Taeko finally reached the saffron farm and immediately proceeded to help Kazuo and the other members of the family to pick safflower petals to be used to create dye. Once again, Taeko's work in the farm, her interactions with her brother-in-law's family, and even her candid conversations with Toshio were interspersed with recollections of her childhood, particularly her fifth-grade self: how she had thrown tantrums when she would only be given hand-me-downs, how she was hit by her father for the first and last time when she stepped out of the house with only her socks on, how she was bad in math, particularly in fractions and how she overheard her mother and her sister Yaeko musing that Taeko is probably not normal with her difficulty in mastering math.

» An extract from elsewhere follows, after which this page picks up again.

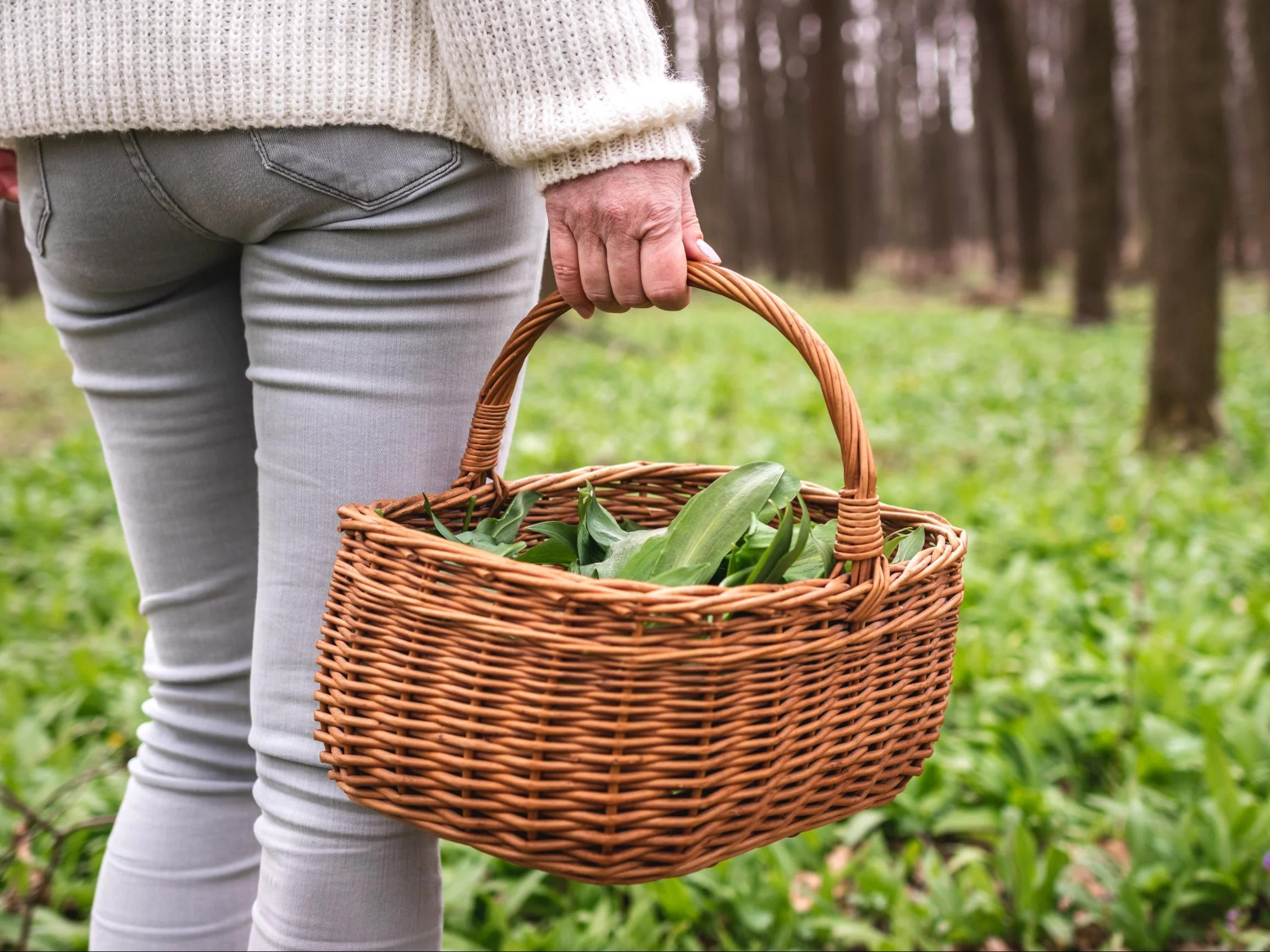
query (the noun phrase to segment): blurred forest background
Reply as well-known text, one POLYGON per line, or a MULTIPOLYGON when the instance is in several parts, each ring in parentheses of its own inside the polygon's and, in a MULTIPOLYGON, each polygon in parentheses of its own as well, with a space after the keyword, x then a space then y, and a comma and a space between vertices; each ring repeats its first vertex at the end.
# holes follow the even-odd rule
MULTIPOLYGON (((682 880, 443 844, 446 947, 1270 948, 1270 0, 652 6, 709 241, 838 354, 883 498, 970 531, 947 720, 894 803, 682 880)), ((83 948, 145 623, 3 221, 0 948, 83 948)), ((509 475, 631 458, 841 481, 706 294, 533 352, 509 475)))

Finally it was time for Taeko to go back to the city, and her brother-in-law's family, particularly the grandmother, urged her to stay, seeing how Taeko loves the countryside. And wouldn't it be nice if she and Toshio get married? It would be a perfect solution for Taeko to stay in the country. Now Taeko is confused and felt like a fraud; she loves her brother-in-law's family and loves spending time in the country, but does that mean she's prepared to spend the rest of her life there? And what about Toshio, what exactly are her feelings for him?

At first I was confused when scenes of the older Taeko would be replaced by a younger Taeko in the next scene, having no idea who the little girl was. There was no indication that Taeko was having a flashback. In my mind, flashbacks in anime have hazy edges surrounding it indicating that it is indeed a flashback. But I wasn't confused for long, when Taeko was talking on the phone with her sister Nanako and how she would tell her sister about the trip to the hot springs---and the next scene showed a little girl with her grandmother in the hot springs.

Only Yesterday is originally a manga by Hotaru Okamoto. It's a collection of short stories, mainly about the younger Taeko and how she had encountered the latest trends of that time, the time being 1966. The director, Isao Takahata, had difficulty condensing the manga into a movie, so he incorporated an older Taeko to act as the storyteller.

Only Yesterday is another realistic anime by Studio Ghibli, but unlike Ocean Waves, it has way too serious undertones. And by serious undertones, I meant nostalgia---the kind that older people appreciate. To anybody else, especially the younger audience, it would probably have been a big yawn. If I was younger, I would also have found the pace of the anime dragging. Then again when I was younger, I was a hopeless romantic (although I still am, but not that much), and would always expect realistic anime to have romantic arcs in it. This anime however has a teeny bit of romance in it, if you call Taeko and Toshio's sharing of childhood experiences romantic. Definitely not for an audience with raging hormones.

Once again the artwork has the signature cleanliness of Studio Ghibli. The scenery tried very hard to copy rural Japan, and is successful in that regard, because in my mind I can almost picture the real thing. The only gripe that I have is that the older Taeko is not pretty, which may lend more authenticity to the anime. After all, Taeko is an oridnary woman, and not all ordinary women are extraordinarily pretty. Taeko's younger self is cute though. As for the music, I absolutely love the ending theme (The Rose) which is actually an English original by Amanda McBroom with the translated Japanese version sung by Miyako Harumi.

Only Yesterday is a nice, nostalgic anime. If you're tired after a very long day---which is mostly the case with me---this is a good anime to watch. Just don't expect fluff from this anime though. It's a relaxing anime to see, if nothing else. Oh, and don't turn off the DVD when the credits start rolling in. It will show you what really happened to Taeko and Toshio up until after the last line of credits appears.